How to treat your new ear piercing
Caring for your piercing actually starts before anyone comes near your ear with a needle. If you’ve decided to take the plunge and get that second hole in your lobe, make sure you go to a piercer who guarantees their work and has a healthy amount of good reviews. The person making a permanent change to your body should be someone you can trust.

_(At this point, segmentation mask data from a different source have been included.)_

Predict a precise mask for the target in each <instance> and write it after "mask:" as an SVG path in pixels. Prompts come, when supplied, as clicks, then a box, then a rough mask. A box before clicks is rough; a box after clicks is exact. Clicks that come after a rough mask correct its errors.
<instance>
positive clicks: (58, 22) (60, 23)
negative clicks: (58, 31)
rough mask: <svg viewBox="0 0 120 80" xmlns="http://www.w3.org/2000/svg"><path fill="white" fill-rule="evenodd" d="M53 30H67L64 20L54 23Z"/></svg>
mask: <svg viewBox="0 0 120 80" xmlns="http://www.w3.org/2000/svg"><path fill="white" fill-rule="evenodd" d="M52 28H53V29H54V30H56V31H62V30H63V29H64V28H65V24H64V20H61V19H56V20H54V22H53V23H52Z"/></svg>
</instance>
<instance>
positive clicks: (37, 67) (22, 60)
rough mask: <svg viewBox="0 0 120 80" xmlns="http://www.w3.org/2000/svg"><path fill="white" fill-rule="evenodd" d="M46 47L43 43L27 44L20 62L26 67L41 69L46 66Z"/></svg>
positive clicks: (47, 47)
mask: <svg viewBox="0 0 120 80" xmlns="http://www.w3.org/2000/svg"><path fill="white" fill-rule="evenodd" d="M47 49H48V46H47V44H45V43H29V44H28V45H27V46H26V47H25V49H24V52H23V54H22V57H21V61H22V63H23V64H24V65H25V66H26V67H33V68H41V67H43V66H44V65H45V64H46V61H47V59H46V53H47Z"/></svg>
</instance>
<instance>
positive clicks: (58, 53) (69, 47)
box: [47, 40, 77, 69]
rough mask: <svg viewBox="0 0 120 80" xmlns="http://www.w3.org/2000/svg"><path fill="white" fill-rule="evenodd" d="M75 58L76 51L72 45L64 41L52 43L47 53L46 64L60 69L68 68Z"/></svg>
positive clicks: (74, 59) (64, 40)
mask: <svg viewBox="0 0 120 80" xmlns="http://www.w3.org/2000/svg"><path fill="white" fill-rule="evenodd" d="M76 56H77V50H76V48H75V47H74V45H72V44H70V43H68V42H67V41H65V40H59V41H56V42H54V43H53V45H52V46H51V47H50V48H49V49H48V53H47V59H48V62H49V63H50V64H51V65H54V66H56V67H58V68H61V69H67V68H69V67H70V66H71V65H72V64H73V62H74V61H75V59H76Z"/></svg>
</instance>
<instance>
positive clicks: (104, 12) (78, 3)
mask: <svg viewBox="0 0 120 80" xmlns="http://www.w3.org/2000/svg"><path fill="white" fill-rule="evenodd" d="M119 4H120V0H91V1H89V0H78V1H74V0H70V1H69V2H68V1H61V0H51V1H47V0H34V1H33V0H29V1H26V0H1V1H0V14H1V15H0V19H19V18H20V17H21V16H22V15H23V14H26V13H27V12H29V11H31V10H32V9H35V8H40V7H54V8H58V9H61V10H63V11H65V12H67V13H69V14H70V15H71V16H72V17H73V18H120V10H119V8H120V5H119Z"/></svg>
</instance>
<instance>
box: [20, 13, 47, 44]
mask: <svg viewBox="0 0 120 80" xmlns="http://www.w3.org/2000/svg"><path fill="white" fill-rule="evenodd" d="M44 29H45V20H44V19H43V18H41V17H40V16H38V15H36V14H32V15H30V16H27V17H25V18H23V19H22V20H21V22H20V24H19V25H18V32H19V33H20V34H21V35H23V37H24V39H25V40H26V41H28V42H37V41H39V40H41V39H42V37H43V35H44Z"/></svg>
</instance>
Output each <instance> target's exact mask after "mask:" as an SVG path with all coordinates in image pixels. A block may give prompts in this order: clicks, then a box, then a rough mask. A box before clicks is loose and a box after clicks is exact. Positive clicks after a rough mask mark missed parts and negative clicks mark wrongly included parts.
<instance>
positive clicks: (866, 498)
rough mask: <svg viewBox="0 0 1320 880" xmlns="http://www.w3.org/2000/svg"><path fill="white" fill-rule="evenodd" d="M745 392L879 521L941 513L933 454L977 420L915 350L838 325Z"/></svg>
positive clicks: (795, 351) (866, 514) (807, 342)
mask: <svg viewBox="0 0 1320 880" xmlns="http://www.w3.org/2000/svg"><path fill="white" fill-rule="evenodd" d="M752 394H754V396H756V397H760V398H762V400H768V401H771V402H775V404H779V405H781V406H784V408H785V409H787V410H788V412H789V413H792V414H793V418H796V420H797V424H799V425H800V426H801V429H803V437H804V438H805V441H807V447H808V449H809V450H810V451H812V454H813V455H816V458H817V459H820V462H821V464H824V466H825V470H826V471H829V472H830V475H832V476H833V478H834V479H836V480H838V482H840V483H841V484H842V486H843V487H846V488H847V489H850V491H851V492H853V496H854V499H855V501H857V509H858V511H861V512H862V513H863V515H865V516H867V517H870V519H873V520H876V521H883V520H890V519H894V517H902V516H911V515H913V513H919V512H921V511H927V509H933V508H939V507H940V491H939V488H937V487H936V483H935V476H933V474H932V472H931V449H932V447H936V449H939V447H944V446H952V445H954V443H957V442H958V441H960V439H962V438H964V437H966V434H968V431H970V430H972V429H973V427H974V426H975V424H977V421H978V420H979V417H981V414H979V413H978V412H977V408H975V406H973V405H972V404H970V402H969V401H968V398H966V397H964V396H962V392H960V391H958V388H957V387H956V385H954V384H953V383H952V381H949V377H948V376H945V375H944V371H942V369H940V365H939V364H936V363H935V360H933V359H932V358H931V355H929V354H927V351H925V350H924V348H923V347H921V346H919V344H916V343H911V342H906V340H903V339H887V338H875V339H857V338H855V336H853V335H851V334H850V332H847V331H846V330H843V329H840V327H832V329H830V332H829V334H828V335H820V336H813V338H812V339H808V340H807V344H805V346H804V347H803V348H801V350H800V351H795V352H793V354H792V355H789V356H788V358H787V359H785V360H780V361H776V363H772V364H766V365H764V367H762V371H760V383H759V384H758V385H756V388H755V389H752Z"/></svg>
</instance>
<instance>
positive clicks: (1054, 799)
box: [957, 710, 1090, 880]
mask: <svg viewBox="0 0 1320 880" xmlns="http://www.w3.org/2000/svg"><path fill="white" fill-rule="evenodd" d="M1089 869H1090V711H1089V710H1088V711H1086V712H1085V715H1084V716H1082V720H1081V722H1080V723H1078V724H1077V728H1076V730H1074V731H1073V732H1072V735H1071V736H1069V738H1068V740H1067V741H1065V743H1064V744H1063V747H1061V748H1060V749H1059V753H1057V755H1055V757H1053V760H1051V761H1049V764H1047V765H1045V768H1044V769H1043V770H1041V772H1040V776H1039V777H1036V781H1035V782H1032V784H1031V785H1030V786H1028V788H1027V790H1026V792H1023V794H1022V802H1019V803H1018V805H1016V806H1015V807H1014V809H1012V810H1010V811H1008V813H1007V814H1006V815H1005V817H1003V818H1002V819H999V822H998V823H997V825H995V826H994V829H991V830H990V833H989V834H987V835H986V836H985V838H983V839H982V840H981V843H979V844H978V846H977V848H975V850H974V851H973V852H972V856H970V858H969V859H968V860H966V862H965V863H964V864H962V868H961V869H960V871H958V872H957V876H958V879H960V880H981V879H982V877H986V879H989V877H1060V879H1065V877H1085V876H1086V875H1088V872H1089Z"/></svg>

After you get your piercing, the piercer will hand you a card or simply tell you the best way to care for it. That will likely mean that you keep the area clean by using a saline solution twice a day, allowing any discharge to soften (via NHS). However, some piercers may also suggest using a gentle, unscented soap and water to clean the area as part of your shower routine (via Into the Gloss). According to Healthline, the first thing to do when cleaning your piercing is to wash your hands. Gently dab (rather than wipe) the cleansing solution of your choice on and around the piercing before drying with a clean towel. Healthline also suggests putting a small amount of petroleum jelly on the piercing to protect from bacteria and help heal any scabs.
How not to treat your new ear piercing
According to Healthline, there are some other guidelines to follow with your new piercing — and it’s all about what not to do. It may seem counterintuitive, but avoid cleaning your piercing in the bathroom, where there is likely a high concentration of bacteria. Try not to lie on the piercing when possible — not only is that likely going to be painful, but you could be trapping unwanted bacteria in the piercing. It’s also incredibly important to keep hair products away from it. Essentially, treat the piercing like the open wound that it is. Be careful with what you put near it, try not to touch it as much as possible, and definitely don’t remove the jewelry until you’re positive it’s fully healed.
One more tip: Into the Gloss says to avoid alcohol and peroxide for cleaning, because those only serve to take moisture away, and can lead to scarring.
If you follow these general guidelines and the instructions from your piercer, your new piercing should heal just fine. If something doesn’t feel right, or you think it may be infected, get help as soon as possible.